System configure:
Workstation with two Xeon E5-2620 V4 CPUs. Cent OS 7.3.
Openmpi-3.0.1, ifort 2015, gcc 4.8.6, intel MKL.
I run an MPI/OpenMP hybrid program on a Workstation. I want to use 1 MPI process with 8 OpenMP threads. However, the OpenMP threads used in the parallel region is always 1. In another machine with an Intel 9900K CPU, the number of OpenMP threads is always 2. For both machines, I have printed the OMP_NUM_THREADS
by calling omp_get_max_threads. OMP_NUM_THREADS
is 8 since I already set "export OMP_NUM_THREADS=8
". It is really bothering.
After digging about one day, I realized it was related to the Openmpi parameter "-bind-to
". If "-bind-to none" or "-bind-to numa
" is used, the program works fine since CPU usage for each MPI process is 800% and 8 times speedup is obtained in the parallel region. If I use the default value that is "-bind-to core
". The number of OpenMP threads is always not what I expected. Therefore, the workstation with Xeon 2640, we have disabled hyper-threading so the real used openmp
threads are always 1. For PC with Intel i7-9900K, hyper-threading is enabled so the number of OMP threads used is 2.

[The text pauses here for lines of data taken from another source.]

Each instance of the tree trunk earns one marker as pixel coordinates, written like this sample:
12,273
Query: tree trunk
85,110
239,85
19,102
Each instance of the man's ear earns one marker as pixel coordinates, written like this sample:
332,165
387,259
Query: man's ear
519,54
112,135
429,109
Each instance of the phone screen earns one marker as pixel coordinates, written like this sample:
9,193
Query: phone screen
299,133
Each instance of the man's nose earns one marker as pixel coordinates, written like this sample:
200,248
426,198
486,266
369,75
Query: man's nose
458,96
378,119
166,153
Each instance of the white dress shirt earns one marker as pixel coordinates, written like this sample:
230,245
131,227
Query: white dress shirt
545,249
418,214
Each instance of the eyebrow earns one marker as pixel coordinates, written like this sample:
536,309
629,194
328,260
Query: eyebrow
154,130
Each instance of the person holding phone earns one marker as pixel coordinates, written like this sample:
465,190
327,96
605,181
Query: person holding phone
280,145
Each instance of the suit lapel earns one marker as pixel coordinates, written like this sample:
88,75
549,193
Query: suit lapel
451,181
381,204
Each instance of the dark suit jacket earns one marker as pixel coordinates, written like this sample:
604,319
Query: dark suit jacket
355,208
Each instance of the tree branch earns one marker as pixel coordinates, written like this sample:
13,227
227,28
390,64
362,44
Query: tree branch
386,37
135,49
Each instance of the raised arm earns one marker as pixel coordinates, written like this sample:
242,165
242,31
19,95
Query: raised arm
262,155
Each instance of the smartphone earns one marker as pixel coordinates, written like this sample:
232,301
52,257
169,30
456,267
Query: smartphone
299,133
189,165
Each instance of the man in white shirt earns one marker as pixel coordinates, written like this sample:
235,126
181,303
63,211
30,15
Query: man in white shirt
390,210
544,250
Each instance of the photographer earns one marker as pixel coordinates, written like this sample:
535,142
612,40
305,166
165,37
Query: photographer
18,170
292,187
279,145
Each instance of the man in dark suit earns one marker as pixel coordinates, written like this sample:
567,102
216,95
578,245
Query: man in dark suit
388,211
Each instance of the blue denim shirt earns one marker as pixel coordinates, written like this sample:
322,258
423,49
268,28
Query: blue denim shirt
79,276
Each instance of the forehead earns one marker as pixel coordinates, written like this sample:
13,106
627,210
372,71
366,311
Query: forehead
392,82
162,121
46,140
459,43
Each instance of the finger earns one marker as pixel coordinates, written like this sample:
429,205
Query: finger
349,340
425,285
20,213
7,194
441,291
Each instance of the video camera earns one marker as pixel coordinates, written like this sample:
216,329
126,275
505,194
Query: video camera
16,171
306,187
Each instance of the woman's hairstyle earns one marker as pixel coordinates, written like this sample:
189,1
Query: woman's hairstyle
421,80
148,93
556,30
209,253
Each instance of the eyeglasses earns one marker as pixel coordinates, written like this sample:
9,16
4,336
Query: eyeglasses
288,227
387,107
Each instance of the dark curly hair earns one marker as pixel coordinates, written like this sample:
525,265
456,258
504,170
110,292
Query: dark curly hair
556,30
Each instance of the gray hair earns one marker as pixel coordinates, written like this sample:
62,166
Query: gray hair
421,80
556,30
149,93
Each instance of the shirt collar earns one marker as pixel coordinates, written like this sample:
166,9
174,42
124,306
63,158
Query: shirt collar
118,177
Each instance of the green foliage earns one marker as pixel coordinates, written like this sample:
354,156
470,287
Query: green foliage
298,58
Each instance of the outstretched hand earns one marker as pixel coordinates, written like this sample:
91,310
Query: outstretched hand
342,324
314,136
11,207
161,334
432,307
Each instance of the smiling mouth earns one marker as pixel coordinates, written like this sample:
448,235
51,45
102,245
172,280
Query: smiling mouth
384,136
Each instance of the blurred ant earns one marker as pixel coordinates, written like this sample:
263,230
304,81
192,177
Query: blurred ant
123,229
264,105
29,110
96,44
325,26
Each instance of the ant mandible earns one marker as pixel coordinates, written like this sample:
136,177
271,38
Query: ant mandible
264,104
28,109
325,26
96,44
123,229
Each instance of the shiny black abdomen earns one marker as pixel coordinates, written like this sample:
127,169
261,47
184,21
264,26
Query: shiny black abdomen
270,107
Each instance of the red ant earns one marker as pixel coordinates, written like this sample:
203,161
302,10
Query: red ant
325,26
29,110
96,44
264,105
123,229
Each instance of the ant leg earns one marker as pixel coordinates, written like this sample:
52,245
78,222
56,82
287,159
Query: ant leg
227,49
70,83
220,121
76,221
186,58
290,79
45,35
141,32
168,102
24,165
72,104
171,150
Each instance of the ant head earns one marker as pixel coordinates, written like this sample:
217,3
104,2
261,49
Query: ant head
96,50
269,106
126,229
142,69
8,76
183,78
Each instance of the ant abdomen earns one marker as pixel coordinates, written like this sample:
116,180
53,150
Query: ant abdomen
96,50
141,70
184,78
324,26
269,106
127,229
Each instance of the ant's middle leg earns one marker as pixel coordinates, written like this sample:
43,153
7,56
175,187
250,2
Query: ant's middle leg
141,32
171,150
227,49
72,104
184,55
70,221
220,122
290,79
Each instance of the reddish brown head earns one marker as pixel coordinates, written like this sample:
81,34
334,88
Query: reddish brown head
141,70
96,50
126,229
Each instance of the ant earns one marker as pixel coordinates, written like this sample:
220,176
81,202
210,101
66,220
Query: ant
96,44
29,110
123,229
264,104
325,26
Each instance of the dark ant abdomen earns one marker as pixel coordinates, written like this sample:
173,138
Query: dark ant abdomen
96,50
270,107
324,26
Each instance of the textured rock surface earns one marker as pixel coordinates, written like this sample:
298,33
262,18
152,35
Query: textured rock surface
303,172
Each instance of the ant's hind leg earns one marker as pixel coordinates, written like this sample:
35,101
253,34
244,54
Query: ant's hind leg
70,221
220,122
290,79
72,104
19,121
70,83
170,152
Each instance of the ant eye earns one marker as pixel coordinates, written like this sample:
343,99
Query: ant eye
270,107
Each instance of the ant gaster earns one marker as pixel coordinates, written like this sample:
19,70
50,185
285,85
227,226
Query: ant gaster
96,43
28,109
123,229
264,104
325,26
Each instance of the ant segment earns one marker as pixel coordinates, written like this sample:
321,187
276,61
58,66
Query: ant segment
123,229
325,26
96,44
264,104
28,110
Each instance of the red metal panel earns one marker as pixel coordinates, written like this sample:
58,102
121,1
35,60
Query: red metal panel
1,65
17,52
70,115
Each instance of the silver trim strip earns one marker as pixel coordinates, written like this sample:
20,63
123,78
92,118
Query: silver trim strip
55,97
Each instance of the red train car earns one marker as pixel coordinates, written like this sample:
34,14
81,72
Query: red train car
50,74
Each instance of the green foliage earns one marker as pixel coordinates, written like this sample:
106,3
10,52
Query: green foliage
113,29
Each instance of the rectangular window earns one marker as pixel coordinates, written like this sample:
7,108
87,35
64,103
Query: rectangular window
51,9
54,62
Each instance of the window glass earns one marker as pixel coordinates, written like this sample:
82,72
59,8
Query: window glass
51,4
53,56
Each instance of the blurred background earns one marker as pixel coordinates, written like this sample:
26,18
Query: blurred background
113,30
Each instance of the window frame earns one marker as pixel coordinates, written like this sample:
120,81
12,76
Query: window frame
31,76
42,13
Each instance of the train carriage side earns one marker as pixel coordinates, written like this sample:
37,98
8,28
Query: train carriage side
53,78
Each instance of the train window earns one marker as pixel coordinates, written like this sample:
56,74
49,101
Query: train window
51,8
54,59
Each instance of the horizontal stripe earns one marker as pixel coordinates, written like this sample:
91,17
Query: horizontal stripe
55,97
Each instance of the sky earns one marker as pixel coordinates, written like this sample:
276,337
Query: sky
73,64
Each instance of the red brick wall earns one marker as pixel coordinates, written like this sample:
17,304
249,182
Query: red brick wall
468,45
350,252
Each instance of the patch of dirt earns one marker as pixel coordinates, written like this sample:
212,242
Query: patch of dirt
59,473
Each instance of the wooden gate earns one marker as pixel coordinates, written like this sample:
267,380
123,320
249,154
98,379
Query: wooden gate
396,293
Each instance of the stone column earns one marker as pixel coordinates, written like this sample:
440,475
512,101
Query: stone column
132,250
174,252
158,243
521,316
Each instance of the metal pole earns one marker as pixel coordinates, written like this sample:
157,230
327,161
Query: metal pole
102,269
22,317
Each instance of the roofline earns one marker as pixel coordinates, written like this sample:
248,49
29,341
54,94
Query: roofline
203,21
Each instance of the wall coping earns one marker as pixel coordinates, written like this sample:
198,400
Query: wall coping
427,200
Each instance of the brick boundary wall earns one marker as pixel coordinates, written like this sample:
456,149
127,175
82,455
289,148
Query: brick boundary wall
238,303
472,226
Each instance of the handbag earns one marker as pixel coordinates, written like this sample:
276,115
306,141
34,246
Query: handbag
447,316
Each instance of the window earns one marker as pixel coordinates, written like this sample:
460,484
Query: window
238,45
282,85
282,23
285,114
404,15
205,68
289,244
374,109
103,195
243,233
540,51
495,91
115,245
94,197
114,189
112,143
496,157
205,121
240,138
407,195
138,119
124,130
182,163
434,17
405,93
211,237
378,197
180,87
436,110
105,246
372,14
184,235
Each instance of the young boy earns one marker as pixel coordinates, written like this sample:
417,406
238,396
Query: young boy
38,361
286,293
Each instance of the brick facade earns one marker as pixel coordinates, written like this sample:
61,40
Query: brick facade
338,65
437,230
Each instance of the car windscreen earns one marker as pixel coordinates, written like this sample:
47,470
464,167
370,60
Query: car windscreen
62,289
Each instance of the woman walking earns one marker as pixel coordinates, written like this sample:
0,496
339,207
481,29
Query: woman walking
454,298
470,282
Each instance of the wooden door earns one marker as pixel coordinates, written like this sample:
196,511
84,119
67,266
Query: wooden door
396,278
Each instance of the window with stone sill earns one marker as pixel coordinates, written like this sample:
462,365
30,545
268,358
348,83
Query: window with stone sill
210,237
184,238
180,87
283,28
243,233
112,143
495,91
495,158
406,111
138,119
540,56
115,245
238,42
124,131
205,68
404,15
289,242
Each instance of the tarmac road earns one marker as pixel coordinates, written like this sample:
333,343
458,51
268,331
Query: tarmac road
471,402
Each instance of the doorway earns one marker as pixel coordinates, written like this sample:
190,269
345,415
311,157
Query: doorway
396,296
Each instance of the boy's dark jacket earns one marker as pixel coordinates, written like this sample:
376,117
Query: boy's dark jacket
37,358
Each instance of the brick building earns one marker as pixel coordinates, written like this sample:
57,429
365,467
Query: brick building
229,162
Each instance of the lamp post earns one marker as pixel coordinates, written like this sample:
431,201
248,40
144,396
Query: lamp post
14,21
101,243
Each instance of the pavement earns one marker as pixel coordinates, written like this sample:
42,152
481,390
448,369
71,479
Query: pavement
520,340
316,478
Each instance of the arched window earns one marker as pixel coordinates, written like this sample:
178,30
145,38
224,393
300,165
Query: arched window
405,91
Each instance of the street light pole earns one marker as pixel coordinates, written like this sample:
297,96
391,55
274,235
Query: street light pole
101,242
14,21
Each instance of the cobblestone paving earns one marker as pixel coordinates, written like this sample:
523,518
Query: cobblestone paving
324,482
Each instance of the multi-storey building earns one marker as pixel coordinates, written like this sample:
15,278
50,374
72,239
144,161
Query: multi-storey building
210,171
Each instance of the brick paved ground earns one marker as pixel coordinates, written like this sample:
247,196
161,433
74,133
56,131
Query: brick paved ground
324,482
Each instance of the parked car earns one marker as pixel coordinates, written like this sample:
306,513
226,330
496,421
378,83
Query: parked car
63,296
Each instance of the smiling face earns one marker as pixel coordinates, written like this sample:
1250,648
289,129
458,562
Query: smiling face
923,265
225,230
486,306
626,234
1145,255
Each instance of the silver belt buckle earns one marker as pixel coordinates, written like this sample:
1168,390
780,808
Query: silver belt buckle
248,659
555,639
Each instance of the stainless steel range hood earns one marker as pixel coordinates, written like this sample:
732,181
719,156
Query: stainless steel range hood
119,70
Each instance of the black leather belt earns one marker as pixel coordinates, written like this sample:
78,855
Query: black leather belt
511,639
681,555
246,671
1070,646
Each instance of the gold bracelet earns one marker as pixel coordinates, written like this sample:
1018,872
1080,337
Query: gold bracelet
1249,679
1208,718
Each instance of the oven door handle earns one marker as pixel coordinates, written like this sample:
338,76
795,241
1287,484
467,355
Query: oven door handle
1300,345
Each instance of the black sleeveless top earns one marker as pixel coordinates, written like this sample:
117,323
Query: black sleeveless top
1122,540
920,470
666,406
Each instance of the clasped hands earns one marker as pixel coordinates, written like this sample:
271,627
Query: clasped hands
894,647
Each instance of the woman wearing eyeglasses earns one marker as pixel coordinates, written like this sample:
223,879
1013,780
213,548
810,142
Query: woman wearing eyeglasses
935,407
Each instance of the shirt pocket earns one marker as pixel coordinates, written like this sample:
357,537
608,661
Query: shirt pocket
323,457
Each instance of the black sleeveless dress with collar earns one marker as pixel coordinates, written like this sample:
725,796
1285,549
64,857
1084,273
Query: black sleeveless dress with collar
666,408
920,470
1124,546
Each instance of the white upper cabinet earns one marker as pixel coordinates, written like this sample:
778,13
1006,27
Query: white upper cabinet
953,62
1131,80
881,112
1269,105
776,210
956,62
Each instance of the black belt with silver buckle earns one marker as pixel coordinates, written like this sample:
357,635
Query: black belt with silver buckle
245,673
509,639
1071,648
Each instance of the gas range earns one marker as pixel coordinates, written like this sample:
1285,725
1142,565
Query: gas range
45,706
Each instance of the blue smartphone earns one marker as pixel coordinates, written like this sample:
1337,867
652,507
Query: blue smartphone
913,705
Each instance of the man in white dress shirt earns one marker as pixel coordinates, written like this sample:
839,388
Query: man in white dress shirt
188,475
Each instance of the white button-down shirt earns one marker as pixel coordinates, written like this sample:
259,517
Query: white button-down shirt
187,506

Moreover, if I do not use "-bind-to none/numa
" parameters, omp_get_num_procs return 1. If "-bind-to none
" is used, omp_get_num_procs returns number of processors(CPU cores) while using "-bind-to numa
", omp_get_num_procs return number of CPU cores in one CPU.
I post my experience here that may helpful for other people to have a similar problem.